Today, we publish joint conclusions on better copyright for higher education and research together with ETUCE / EI federations of teachers’ trade unions and EFEE, the European Federation of Education Employers. This document is an outcome of a joint high level conference organized on 11 April 2018 in Brussels, with the financial support of the European Union Intellectual Property Office (EUIPO).
The event marked for us an important opportunity to discuss with education stakeholders how copyright law can support sound educational policy. This been the goal of our Copyright for Education project, initiated two years ago. Through this project, we have been aiming to strengthen the visibility and position of education stakeholders in the copyright reform debate – in particular with extent to issues like the education exception, which affects them directly.

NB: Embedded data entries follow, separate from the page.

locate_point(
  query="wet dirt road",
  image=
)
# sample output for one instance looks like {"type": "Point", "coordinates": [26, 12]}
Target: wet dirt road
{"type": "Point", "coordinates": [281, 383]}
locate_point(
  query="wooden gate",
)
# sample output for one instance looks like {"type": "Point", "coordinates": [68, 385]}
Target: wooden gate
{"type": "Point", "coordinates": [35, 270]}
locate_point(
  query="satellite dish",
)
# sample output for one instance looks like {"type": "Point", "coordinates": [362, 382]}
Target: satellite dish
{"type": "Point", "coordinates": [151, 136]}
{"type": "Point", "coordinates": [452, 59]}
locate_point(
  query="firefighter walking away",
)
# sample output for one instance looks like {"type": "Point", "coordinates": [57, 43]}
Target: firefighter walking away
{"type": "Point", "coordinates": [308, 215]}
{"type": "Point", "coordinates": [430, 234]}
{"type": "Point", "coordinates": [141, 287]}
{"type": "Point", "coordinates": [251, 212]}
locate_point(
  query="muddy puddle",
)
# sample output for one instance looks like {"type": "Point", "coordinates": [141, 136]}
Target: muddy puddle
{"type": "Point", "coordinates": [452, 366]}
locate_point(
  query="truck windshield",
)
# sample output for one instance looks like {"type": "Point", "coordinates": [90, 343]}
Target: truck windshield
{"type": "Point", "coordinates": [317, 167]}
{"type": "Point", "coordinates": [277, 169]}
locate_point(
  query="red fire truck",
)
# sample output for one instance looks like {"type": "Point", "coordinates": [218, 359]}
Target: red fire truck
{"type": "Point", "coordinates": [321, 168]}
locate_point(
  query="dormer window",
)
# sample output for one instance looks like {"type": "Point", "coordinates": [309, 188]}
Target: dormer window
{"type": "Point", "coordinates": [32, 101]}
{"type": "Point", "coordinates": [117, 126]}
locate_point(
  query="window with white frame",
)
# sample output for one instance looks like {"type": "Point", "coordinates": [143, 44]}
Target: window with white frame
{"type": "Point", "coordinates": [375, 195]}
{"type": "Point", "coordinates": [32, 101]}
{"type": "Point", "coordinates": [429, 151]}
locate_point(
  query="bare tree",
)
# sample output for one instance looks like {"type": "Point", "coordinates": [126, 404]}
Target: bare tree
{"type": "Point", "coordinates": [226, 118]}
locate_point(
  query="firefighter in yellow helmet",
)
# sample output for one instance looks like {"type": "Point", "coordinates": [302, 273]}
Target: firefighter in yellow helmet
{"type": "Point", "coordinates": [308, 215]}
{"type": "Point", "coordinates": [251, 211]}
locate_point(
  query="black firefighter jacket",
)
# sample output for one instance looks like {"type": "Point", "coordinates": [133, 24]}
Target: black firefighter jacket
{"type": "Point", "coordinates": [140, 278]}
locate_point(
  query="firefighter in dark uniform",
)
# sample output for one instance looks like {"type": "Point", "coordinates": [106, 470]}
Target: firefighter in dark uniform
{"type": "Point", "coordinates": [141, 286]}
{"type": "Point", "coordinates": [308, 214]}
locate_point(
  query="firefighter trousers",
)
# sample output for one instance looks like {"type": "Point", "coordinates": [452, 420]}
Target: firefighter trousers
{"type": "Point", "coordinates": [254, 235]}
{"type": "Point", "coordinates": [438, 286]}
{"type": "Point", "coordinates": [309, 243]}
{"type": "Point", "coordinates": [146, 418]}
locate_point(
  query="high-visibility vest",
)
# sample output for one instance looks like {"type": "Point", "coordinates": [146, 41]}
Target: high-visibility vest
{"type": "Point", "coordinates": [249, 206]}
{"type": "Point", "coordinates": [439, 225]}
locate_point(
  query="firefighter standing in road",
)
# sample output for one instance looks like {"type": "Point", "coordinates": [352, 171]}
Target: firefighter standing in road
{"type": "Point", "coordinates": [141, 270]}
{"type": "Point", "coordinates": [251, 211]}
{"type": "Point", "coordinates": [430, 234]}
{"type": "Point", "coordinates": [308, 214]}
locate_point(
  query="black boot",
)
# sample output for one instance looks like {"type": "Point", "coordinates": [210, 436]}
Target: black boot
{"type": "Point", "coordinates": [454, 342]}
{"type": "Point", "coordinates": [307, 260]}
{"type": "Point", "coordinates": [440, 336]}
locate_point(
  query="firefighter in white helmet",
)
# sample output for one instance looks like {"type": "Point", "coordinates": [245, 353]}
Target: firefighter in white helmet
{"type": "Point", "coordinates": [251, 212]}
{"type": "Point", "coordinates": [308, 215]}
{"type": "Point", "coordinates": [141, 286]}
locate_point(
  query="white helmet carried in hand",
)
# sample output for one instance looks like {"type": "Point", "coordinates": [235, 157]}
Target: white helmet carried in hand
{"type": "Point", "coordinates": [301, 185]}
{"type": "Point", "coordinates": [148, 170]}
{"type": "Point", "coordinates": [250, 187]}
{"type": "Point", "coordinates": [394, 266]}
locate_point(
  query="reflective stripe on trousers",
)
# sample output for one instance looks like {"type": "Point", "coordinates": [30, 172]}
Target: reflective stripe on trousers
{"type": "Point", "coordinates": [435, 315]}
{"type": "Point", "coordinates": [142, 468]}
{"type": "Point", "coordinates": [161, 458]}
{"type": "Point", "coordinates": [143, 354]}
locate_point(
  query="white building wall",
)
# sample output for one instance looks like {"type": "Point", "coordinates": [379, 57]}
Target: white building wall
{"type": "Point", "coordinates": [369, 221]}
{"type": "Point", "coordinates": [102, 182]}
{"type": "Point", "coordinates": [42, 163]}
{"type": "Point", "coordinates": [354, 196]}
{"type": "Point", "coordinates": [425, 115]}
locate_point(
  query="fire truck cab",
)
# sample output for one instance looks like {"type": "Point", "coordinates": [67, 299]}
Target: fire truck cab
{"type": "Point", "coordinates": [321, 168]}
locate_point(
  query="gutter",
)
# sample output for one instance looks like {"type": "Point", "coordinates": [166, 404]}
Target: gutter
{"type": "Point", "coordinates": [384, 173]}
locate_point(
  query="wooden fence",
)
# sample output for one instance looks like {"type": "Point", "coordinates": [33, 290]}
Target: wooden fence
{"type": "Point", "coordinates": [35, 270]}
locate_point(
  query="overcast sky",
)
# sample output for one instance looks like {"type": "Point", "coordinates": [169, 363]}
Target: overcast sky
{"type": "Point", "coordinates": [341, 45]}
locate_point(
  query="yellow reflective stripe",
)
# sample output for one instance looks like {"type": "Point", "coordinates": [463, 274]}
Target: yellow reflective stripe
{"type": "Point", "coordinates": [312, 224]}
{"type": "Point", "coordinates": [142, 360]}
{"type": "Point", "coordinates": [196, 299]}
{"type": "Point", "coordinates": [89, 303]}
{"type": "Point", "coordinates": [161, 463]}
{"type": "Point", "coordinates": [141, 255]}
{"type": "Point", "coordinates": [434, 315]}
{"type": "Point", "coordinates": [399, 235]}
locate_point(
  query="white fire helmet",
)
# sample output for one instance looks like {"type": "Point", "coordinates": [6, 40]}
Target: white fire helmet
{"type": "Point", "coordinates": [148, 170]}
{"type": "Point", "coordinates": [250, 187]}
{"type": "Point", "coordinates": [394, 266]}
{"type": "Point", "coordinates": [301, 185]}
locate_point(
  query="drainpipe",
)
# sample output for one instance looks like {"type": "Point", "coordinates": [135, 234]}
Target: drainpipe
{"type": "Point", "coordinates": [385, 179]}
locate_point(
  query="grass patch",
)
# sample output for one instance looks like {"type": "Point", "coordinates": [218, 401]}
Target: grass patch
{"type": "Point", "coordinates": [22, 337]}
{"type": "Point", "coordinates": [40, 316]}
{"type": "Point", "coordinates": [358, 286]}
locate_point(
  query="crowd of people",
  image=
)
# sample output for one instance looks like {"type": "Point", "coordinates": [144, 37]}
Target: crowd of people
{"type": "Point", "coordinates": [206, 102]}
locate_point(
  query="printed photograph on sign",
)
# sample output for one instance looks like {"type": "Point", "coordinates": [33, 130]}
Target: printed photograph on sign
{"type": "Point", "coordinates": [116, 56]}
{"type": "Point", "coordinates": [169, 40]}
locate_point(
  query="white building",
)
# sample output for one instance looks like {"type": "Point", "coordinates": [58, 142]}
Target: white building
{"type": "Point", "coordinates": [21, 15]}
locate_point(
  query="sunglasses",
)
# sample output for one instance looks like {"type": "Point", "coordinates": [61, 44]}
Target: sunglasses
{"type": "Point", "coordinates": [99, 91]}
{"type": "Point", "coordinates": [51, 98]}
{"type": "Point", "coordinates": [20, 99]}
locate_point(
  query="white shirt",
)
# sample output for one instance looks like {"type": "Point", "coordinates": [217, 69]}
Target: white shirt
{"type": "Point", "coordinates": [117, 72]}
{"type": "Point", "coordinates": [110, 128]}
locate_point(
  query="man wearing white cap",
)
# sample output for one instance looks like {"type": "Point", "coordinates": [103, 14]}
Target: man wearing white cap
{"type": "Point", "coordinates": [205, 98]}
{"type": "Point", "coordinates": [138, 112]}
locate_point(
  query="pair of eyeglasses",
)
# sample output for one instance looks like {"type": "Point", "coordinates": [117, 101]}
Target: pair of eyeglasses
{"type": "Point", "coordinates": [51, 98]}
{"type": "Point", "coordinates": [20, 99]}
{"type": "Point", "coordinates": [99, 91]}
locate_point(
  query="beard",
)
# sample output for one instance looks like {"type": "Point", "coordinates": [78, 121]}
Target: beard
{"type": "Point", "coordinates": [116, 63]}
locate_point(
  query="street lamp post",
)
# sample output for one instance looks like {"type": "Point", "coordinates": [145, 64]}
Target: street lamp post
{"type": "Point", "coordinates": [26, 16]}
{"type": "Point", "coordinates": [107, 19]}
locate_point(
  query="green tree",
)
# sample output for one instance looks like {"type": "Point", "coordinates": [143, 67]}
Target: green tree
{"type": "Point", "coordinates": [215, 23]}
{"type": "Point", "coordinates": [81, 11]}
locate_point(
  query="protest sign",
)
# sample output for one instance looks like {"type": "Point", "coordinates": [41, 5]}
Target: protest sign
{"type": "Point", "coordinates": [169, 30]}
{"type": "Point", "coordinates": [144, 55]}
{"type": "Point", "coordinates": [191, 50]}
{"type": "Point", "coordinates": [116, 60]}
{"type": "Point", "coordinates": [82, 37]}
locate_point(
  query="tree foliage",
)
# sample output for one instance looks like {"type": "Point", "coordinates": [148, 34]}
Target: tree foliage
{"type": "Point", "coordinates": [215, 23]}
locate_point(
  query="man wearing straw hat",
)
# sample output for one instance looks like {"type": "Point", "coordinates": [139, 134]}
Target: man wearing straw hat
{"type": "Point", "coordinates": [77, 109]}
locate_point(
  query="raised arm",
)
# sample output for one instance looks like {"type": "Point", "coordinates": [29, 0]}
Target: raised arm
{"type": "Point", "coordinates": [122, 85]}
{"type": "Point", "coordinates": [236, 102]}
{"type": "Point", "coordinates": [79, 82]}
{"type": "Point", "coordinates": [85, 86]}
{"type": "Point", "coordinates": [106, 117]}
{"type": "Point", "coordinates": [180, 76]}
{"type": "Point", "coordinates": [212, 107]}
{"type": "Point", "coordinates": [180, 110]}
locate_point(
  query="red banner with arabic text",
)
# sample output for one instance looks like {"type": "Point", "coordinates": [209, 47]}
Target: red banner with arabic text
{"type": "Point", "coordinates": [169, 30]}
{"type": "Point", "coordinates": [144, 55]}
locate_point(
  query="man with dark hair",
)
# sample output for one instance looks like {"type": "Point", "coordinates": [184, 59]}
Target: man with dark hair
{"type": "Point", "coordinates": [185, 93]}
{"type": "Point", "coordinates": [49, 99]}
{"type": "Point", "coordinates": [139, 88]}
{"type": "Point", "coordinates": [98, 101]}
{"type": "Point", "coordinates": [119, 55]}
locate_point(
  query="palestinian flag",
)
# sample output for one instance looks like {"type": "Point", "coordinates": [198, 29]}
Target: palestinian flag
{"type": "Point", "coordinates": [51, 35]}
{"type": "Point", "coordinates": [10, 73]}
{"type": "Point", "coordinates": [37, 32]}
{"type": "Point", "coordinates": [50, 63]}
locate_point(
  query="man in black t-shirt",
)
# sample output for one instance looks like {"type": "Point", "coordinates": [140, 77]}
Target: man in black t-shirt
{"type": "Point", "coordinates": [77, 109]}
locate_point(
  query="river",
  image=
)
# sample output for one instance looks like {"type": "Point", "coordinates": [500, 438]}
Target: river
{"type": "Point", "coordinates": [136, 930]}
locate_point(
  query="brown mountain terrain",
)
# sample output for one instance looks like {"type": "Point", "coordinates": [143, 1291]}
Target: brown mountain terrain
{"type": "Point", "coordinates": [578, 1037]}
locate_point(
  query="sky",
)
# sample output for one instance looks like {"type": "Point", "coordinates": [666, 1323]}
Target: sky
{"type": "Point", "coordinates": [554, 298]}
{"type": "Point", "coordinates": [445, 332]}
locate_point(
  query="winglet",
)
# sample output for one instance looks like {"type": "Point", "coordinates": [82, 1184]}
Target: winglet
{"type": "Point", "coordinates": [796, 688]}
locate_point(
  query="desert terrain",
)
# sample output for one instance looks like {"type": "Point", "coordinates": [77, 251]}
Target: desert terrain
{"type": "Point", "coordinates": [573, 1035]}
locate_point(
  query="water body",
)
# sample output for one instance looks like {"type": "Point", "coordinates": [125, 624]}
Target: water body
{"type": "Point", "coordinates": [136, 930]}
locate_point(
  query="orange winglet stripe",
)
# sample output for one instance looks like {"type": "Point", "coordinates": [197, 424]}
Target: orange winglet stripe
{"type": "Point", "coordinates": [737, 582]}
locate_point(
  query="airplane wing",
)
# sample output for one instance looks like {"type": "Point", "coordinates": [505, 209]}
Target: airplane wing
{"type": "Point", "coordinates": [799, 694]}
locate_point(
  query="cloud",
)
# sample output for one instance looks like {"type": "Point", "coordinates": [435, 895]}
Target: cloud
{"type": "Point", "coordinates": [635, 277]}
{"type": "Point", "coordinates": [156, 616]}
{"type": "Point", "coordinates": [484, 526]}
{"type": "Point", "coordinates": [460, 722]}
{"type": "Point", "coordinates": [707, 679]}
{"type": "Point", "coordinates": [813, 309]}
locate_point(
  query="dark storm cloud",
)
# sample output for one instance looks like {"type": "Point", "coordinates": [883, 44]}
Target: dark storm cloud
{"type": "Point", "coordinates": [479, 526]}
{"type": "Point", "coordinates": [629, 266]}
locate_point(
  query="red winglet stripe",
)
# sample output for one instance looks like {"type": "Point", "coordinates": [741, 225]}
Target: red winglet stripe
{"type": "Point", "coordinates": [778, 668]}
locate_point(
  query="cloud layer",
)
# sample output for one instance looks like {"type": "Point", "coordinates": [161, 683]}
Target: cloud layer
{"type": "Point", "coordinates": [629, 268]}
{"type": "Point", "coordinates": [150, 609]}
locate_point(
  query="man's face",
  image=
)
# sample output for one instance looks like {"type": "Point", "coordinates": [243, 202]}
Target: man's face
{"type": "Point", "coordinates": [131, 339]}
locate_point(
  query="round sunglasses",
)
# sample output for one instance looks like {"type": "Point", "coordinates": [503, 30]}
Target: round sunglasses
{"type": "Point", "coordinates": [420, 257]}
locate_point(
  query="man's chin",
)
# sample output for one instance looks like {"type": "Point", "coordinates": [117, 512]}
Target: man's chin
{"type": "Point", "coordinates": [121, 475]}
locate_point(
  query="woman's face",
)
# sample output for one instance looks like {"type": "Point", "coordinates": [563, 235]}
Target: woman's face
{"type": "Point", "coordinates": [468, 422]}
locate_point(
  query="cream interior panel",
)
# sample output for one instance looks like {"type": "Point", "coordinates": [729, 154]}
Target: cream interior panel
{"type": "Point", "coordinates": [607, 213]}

This joint initiative was coordinated by ETUCE, also with the goal of lobbying for good copyright for education during the vote in the European Parliament on 20 June. The shared conclusions from the conference partners stress that:
#1: A genuine copyright exception
Educators would benefit from an EU-wide education exception – without mandatory remuneration – , which educators can rely upon across the European Union and which defines a minimum standard. Removing copyright restrictions on the digital use of illustrative materials including textbooks for educational purposes would increase legal certainty as this would reduce the financial burdens on education systems and institutions.
#2 Copyright and social dialogue
The European Commission should ensure that social partners are consulted in the national implementation of the EU copyright directive. The selection of works for teaching and learning as well as related quality assurance measures need to take place at national level, as this is an exclusive national competence of Member States.
#3: Balance between the rights of teachers as users and the rights of teachers as creators
The new EU-wide exception should balance the rights of creators and users. Students, teachers, school leaders, researchers and other educational personnel have an interest in fair remuneration and correct attribution as well as in making knowledge accessible for public interest activities including education and research.
#4: Remuneration should not be mandatory
Payments should therefore remain optional and any changes to this model should be subject to consultation with the respective Ministries of Education.
#5: Closed-door policy
An EU-wide exception for non-commercial educational purposes that cannot be sidelined by licenses and that cannot be overridden by a private contract but that at the same time respects successful national Copyright models in certain EU countries is crucial. An EU-wide exception that includes all relevant providers of education, including libraries and other educational establishments, and an exception that permits the diversity of educational uses – both digital and analogue – of copyrighted content is fundamental.